Disambiguation of Chinese Polyphones in an End-to-End Framework with Semantic Features Extracted by Pre-trained BERT
Dongyang Dai, Zhiyong Wu, Shiyin Kang, Xixin Wu, Jia Jia, Dan Su, Dong Yu, Helen Meng
TL;DR
The paper tackles Mandarin polyphone disambiguation within G2P for TTS by proposing an end-to-end framework that combines a pre-trained BERT encoder with a neural-network classifier. It leverages semantic features extracted from raw Chinese character sequences, avoiding preprocessing, and uses unshared output layers per polyphonic character to predict pronunciation based on context. Three classifier variants—fully-connected, BLSTM, and Transformer block—are evaluated, all benefiting from BERT features and contextual information, with the LSTM-based variant performing best among them. Experiments on a Tencent AI Lab dataset show significant improvements over a strong LSTM baseline, and analyses including attention visualization and PCA embeddings corroborate the importance of proximate contextual information.

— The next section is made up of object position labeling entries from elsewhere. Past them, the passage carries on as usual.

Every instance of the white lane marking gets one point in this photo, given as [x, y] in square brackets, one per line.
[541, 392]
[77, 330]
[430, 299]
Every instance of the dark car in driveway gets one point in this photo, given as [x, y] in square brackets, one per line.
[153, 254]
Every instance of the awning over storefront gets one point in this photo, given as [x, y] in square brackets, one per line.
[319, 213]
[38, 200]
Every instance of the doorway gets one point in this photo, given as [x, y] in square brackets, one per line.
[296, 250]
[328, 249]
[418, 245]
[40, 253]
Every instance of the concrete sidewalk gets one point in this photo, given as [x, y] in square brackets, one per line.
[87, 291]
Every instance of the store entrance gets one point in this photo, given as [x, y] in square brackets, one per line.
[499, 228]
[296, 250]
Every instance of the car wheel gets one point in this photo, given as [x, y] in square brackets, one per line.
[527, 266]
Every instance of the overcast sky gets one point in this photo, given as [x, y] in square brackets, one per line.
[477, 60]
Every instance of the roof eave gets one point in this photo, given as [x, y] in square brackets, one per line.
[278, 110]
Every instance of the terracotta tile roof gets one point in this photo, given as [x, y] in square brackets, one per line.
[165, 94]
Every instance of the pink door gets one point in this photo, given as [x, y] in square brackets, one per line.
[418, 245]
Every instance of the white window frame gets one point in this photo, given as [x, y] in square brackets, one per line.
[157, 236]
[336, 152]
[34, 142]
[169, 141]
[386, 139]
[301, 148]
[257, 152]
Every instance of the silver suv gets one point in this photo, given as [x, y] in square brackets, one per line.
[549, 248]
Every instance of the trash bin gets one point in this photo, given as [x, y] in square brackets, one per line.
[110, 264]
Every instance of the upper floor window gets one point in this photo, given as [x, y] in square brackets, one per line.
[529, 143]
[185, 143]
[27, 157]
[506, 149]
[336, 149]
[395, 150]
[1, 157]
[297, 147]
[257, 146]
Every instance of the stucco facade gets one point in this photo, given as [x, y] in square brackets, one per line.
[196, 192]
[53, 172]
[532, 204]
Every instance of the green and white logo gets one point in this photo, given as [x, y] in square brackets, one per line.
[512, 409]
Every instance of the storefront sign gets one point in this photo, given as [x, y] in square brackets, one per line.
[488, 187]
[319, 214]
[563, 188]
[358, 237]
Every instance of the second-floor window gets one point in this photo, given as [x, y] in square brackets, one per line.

The approach also offers scalable handling of new polyphonic characters by adding corresponding output layers without retraining existing ones, enhancing practical deployment for Mandarin G2P in TTS.
Abstract
Grapheme-to-phoneme (G2P) conversion serves as an essential component in Chinese Mandarin text-to-speech (TTS) system, where polyphone disambiguation is the core issue. In this paper, we propose an end-to-end framework to predict the pronunciation of a polyphonic character, which accepts sentence containing polyphonic character as input in the form of Chinese character sequence without the necessity of any preprocessing. The proposed method consists of a pre-trained bidirectional encoder representations from Transformers (BERT) model and a neural network (NN) based classifier. The pre-trained BERT model extracts semantic features from a raw Chinese character sequence and the NN based classifier predicts the polyphonic character's pronunciation according to BERT output. In out experiments, we implemented three classifiers, a fully-connected network based classifier, a long short-term memory (LSTM) network based classifier and a Transformer block based classifier. The experimental results compared with the baseline approach based on LSTM demonstrate that, the pre-trained model extracts effective semantic features, which greatly enhances the performance of polyphone disambiguation. In addition, we also explored the impact of contextual information on polyphone disambiguation.